Richard Feinmann on aid to Africa

Richard Feinmann Sitting here pondering as a VSO doctor in Uganda I wonder all the time is the aid money to Africa well spent. Uganda gets £70m from the Department for International Development (DFID) and Africa gets about £1.2 billion. I feel some of it could be spent differently.

Uganda’s maternal mortality rate is 50 times greater than in the UK, infant mortality rate 100 times greater and UK has 40 times more doctors per 100,000 population.

So, as Paul Collier says in his book, Uganda is definitely in the “bottom billion” of world population.

He argues that being landlocked, having corruption, governance problems and conflict etc make it almost impossible for Uganda to escape from this undesirable club. Presumably the credit crisis makes things worse.

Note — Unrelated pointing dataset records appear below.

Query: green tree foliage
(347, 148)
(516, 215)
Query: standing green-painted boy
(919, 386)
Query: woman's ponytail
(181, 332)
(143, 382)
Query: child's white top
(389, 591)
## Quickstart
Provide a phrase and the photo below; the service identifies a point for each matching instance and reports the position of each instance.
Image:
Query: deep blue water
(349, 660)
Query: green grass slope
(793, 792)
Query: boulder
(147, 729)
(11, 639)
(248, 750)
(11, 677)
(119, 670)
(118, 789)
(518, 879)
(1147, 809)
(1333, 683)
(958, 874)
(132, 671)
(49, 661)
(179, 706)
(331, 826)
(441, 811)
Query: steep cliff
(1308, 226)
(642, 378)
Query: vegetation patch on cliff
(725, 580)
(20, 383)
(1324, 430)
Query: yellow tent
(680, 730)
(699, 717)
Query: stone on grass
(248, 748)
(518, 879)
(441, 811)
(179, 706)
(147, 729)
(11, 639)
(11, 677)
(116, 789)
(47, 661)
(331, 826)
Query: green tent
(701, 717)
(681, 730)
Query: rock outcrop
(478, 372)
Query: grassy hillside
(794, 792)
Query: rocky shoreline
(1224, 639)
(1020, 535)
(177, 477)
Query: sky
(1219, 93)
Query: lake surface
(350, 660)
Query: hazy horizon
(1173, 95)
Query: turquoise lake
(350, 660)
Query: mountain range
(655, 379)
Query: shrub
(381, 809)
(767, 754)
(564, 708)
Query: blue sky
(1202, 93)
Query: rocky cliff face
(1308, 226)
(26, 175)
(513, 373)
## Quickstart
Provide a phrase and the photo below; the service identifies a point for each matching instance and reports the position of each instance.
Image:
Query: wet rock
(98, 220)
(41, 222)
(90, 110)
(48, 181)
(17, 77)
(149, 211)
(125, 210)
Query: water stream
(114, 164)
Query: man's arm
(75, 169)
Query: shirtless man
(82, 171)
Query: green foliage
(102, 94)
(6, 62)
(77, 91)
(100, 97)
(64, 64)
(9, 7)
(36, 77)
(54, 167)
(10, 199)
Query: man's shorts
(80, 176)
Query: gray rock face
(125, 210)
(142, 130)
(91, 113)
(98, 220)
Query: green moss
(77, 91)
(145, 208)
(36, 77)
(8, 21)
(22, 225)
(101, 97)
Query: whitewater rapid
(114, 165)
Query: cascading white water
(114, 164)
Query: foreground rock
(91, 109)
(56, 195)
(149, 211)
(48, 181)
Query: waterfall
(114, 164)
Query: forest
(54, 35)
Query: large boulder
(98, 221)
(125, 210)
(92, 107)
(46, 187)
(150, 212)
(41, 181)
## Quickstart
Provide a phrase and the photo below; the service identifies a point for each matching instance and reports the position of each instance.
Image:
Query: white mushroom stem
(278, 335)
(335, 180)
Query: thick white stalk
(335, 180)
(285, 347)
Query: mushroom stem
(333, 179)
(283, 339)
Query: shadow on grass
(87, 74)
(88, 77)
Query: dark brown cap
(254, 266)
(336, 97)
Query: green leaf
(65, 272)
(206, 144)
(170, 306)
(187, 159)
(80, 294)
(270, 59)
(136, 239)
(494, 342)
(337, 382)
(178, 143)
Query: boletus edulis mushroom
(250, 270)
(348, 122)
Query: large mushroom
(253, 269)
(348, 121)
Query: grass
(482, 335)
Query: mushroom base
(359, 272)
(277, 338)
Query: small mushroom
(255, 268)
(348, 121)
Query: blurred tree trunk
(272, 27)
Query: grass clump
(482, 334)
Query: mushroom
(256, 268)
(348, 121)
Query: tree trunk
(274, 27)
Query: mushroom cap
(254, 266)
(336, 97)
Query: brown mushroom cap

I have tried to get a child to the UK for treatment. Getting past the passport, visa and cost of air flights barriers can be overcome, but then you come to the NHS and the barrier swings shut. NHS units have budgets which would mean a UK child would lose out if an African child was given priority treatment.

But there are heart patients, cancer patients, and kidney patients who cannot be treated in Uganda. The infrastructure and resources are just not there. Okay, malaria, AIDS and TB are the biggies, and reasonably funded, but does that mean if you get renal failure you have to die?

So might the UK redirect some of its zillions of aid on units in the UK where a child could be treated and African doctors and nurses trained?

It was one of the saddest episodes of my NHS life when the UK virtually stopped overseas doctors from working in the UK. Yes, we needed more UK trained doctors, but why not train Ugandan doctors alongside them?

They will want good salaries once they are trained and may not wish to go back to Uganda, but this could be dealt with.

Help the Ugandans to help themselves with well trained health care workers. At the same time the extra manpower in UK can be used to lift the barrier so that enlarged specialist units can treat complex Ugandan patients.

Richard Feinmann is a general and chest physician who retired early after a serious health scare. He felt he had more to give and jumped at the chance to work with his health visitor wife in Uganda.